As with IPC, ASPs are heavily dependent on data generated by the clinical laboratory to direct their interventions, and close collaboration between ASP and the laboratory is critical. Essentially any intervention aside from general education or dissemination of national guideline recommendations, even pre-authorization of the use of restricted antimicrobial agents, requires knowledge of local resistance patterns or specific culture results for an individual patient. As presented above, one of the most common collaborations between ASP and the clinical microbiology laboratory is the production and dissemination of the cumulative antibiogram, which is a cumulative assessment of antimicrobial susceptibility profiles within the facility that can be used to monitor for changes in resistance patterns, optimize decisions on empiric antimicrobial therapy for specific syndromes based on these patterns, and may also help direct IC measures.

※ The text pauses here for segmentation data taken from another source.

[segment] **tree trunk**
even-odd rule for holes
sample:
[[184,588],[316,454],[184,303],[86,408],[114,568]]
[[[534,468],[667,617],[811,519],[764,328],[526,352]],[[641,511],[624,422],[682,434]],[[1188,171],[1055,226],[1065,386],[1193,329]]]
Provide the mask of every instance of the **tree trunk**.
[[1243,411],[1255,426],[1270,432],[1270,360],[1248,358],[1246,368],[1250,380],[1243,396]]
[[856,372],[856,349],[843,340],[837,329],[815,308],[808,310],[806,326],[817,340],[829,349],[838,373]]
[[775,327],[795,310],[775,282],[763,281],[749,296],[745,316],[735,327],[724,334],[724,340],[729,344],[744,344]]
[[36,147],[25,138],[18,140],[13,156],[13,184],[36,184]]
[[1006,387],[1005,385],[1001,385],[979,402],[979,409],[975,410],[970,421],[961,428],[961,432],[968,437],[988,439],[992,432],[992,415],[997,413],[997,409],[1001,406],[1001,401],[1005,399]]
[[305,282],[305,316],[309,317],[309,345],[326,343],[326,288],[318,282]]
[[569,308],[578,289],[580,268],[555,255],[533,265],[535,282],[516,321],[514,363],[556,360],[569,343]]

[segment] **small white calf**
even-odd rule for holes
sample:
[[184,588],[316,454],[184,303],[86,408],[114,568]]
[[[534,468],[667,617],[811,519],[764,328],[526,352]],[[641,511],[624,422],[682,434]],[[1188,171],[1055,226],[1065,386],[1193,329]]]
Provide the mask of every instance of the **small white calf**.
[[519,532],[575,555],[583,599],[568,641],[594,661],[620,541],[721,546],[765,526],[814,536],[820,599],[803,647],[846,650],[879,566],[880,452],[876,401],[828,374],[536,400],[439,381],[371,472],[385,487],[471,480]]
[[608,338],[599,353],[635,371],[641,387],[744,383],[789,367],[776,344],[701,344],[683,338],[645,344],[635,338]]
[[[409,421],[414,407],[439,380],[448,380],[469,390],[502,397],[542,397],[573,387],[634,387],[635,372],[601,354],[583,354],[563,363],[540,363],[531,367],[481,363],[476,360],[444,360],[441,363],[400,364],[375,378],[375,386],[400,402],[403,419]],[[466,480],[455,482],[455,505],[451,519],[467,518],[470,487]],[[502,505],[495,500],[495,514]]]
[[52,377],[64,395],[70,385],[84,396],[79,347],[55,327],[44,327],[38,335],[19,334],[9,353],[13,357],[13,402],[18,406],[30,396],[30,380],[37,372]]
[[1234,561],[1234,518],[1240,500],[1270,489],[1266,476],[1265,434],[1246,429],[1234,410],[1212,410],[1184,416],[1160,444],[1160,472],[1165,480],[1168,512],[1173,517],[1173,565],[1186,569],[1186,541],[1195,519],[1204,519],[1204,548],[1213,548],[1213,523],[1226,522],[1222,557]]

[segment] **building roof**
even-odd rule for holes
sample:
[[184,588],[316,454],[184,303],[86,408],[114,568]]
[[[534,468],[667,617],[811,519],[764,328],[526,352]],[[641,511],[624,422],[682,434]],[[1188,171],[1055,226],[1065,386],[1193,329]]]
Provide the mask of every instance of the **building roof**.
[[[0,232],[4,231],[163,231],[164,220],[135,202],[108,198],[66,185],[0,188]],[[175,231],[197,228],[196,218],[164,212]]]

ASPs may also work with the clinical microbiology laboratory on the implementation of selective antibiotic susceptibility reporting, or the subset known as cascade reporting, in order to nudge providers to the use of optimal first-line therapies or narrower-spectrum antibiotics and avoid use of formulary-restricted antibiotics or other agents associated with higher rates of toxicities or other complications in the treatment of uncomplicated infections. ASPs can also collaborate with the clinical microbiology laboratory on the implementation of rapid diagnostic platforms, which may allow for earlier switch from empiric to targeted therapy, and studies have shown that diagnostic test or antibiotic susceptibility results, rapid or otherwise, may have a higher effect on management by frontline providers when integrated into clinical care in the context of a stewardship intervention. ^{, ,}

Rapid identification of bloodstream infections

Bloodstream infections continue to be associated with significant morbidity and mortality, particularly in septic shock. Early initiation of appropriate antimicrobial therapy in this setting is crucial to achieve favorable clinical outcomes but may be challenging to achieve with current microbiological methods given the lengthy turnaround time required for testing. This is especially important in cases of resistant or unusual microorganisms, where standard empiric therapy may not be active. Thus given the crucial role of the microbiology laboratory in these settings, there has been major interest in technology development to reduce time to organism identification and antimicrobial susceptibility testing (AST). Methods for the rapid identification and AST of organisms causing bloodstream infections have the potential to improve many ASP targets, including shortened time to initiation of appropriate therapy (either antibiotic de-escalation or escalation) and reductions in hospital LOS, mortality, antimicrobial-related side effects, and antibiotic selection pressure. Rapid identification of genetic markers of resistance such as for methicillin-resistant Staphylococcus aureus (MRSA) (gene: mecA ) and vancomycin-resistant enterococcus (VRE) (genes: vanA , vanB , and others) may also quickly guide the implementation of appropriate IC measures including contact precautions and use of single-patient rooms. However, in real-world practice, factors other than timing of organism identification that influence clinical outcomes should also be considered. These include severity of clinical presentation, host factors such as immune compromise, availability of expert ASP advice, baseline clinical education level of providing teams, and effectiveness of communication of results to providers. Moreover, given that new technologies are often significantly more costly than previous traditional methods, thoughtful design and implementation of workflows that optimize communication of actionable results between the microbiology laboratory, ASP, and IPC is necessary to optimize cost-effective practices and maximize the benefits of the resources that are used. Direct communication of results from the clinical laboratory to the ASP and/or treating team have been shown to be effective. ^{, ,} Furthermore, as a general principle, the clinical laboratory should be involved in all aspects of result communication implementation.